From James McHenry
Dear SirPhiladelphia 30 March 1799
I received by yesterdays mail your letter of the 25th inst.
For the present and until I can enjoy a few hours leisure from the most urgent business, I must content myself with a simple acknowledgment of the kindness of intention and friendship it discovers.
Such has been the pressure of business upon the Clerks, that they have only been able to make out a copy of my instructions to General Hamilton dated the 4th of Febry ulto, which is inclosed.1 From these you will be at no loss to conceive of General Pinckney’s, which will be sent to you as soon as they can be got copied.
Troops have marched against the Insurgents, and a further detachment is to march from this City on Wednesday next. The people they are to go against are ignorant & mulish.2 I am Dr Sir most sincerely & affectionately your obt
1. McHenry’s instructions to Alexander Hamilton are contained in his letter to Hamilton of 4 Feb., which McHenry enclosed. See Syrett, Hamilton Papers, description begins Harold C. Syrett et al., eds. The Papers of Alexander Hamilton. 27 vols. New York, 1961–87. description ends 22:455–65. Hamilton was to have direct control of all the troops in the Northwest and on the Atlantic seaboard north of Virginia, much as GW had suggested to McHenry on 16 Dec. 1798.

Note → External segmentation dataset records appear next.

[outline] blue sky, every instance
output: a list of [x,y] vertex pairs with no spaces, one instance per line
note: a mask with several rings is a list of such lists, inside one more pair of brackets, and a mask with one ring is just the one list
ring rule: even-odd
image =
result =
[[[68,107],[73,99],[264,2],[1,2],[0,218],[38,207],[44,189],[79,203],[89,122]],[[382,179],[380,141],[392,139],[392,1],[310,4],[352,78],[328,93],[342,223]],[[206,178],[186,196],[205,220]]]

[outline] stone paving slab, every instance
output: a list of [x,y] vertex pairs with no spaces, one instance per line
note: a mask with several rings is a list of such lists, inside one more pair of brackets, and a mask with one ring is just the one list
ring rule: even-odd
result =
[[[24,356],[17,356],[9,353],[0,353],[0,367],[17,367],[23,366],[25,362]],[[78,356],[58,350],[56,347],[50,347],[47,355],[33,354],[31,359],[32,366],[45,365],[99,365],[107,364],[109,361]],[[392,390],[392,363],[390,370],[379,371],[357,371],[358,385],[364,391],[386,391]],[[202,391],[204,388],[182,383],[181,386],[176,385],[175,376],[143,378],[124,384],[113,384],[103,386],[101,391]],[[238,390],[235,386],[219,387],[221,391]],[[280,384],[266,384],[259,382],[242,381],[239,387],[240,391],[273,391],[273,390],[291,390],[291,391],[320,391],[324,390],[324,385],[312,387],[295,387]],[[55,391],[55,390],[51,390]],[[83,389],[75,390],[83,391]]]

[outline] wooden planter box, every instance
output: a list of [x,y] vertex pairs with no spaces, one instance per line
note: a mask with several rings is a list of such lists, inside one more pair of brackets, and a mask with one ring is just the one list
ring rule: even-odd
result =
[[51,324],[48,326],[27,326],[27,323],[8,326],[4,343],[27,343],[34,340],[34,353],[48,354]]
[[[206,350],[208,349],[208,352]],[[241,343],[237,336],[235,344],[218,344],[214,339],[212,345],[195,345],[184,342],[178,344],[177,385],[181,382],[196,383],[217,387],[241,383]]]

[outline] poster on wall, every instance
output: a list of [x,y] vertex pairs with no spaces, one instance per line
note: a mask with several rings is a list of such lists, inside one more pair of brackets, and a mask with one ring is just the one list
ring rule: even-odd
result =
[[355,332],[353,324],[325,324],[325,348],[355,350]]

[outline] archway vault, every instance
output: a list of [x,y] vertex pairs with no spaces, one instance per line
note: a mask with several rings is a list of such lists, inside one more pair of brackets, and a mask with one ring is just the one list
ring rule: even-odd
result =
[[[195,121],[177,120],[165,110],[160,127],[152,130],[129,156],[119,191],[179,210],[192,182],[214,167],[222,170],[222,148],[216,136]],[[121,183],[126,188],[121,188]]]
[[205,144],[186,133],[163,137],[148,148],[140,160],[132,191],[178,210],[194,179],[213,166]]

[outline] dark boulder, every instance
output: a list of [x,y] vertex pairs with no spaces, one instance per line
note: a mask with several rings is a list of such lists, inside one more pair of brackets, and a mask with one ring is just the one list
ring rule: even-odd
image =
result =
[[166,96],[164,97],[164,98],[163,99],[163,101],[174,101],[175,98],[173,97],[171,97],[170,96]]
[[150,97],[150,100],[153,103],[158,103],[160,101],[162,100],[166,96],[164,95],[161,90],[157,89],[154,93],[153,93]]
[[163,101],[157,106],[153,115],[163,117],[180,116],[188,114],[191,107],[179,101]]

2. McHenry is referring to what has been called Fries’s Rebellion in Pennsylvania. John Fries, who had commanded militia companies in the Revolution and in the Whiskey Rebellion, led the opposition in Bucks, Northampton, and Montgomery counties to the collection of new taxes by the United States. On 12 Mar. 1799 John Adams issued a proclamation ordering the army to suppress the resisters, which was promptly accomplished.